AI in cybersecurity isn’t a fad, but a technology that has been evolving for decades. A talk by Július Selecký from Eset showed how the neural networks of the ’90s evolved into layered tools that shorten both detection and incident response times. Despite the progress, the human remains key—AI should ease their workload, not replace them.
Cloud reputation and sandbox: quick insight into an unknown file
Live Grid is a cloud reputation system to which more than 100 million workstations and servers around the world contribute. By sharing file hashes and behaviors, the system can alert to new threats almost in real time—without waiting for routine signature updates. This makes it possible to respond within minutes to an attack that has just appeared, for example, in Asia.
If a completely unknown file appears, Asset Lifeguard Advance steps in, a cloud sandbox physically located in Bratislava. The file is held briefly, "allowed to get infected" in a controlled environment, and passes through four detection layers; after about three minutes, the admin receives a report. When everything is clean, the system lets the file through; if an anomaly is found, a warning and recommendation are displayed.
Transformers, XDR and people: AI as an amplifier for the security pro
Advanced machine learning (Augur) combines neural networks with the "DNA" approach and quickly classifies samples as clean, suspicious, and malicious. Transformers are trained not on human language, but on code: they can search for known malicious fragments and speed up detection.
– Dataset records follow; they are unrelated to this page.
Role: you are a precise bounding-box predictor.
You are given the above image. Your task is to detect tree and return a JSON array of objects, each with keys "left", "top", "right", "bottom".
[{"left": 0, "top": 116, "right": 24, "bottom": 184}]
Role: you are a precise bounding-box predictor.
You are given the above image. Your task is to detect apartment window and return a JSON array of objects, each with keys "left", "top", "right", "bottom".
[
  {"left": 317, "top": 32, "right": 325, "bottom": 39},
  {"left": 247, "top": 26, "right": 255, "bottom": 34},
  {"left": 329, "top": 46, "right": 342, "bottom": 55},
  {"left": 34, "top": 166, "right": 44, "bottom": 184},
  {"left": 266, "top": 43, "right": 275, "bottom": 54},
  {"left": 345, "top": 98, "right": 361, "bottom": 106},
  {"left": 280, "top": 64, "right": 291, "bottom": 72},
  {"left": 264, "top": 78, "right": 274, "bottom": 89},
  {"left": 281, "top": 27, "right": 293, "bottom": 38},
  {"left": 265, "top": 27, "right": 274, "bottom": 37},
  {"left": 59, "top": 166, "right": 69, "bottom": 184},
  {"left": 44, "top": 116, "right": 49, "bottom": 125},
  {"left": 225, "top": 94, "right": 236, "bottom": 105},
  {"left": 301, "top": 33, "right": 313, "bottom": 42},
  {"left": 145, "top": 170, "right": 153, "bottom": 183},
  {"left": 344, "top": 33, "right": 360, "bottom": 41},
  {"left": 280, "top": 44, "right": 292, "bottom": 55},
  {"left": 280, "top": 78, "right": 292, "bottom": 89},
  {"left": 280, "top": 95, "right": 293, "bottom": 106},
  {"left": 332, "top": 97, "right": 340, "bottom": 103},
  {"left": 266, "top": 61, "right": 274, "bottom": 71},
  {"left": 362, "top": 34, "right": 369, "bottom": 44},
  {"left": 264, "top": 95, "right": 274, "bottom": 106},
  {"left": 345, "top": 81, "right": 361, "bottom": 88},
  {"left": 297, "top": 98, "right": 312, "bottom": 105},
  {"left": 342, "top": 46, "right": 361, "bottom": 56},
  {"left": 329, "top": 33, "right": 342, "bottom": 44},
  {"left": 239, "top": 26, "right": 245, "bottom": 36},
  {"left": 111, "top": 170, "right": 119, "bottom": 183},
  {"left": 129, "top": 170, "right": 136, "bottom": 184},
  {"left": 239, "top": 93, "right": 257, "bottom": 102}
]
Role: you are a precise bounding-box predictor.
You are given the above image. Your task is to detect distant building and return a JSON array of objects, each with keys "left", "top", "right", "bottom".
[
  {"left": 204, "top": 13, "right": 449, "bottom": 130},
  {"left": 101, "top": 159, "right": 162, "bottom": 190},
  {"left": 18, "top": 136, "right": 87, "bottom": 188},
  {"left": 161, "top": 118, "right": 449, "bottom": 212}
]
In XDR, Incidentator helps—it visualizes incidents, adds cloud reputation, and describes what the analyst is looking at; the AI advisor is a chatbot that can explain the techniques used and suggest mitigations.
Even so, the human remains decisive, especially in smaller companies that often lack dedicated monitoring. That’s why Eset relies on a combination of technologies and a team in the monitoring center (MDR): it collects events, simplifies the view into a single dashboard, and acts. According to an internal competition analysis, it shortened MTTR from roughly 20 to 6 minutes—it’s not just about detection, but also response: isolation, deletion, restart, or shutdown of the affected device.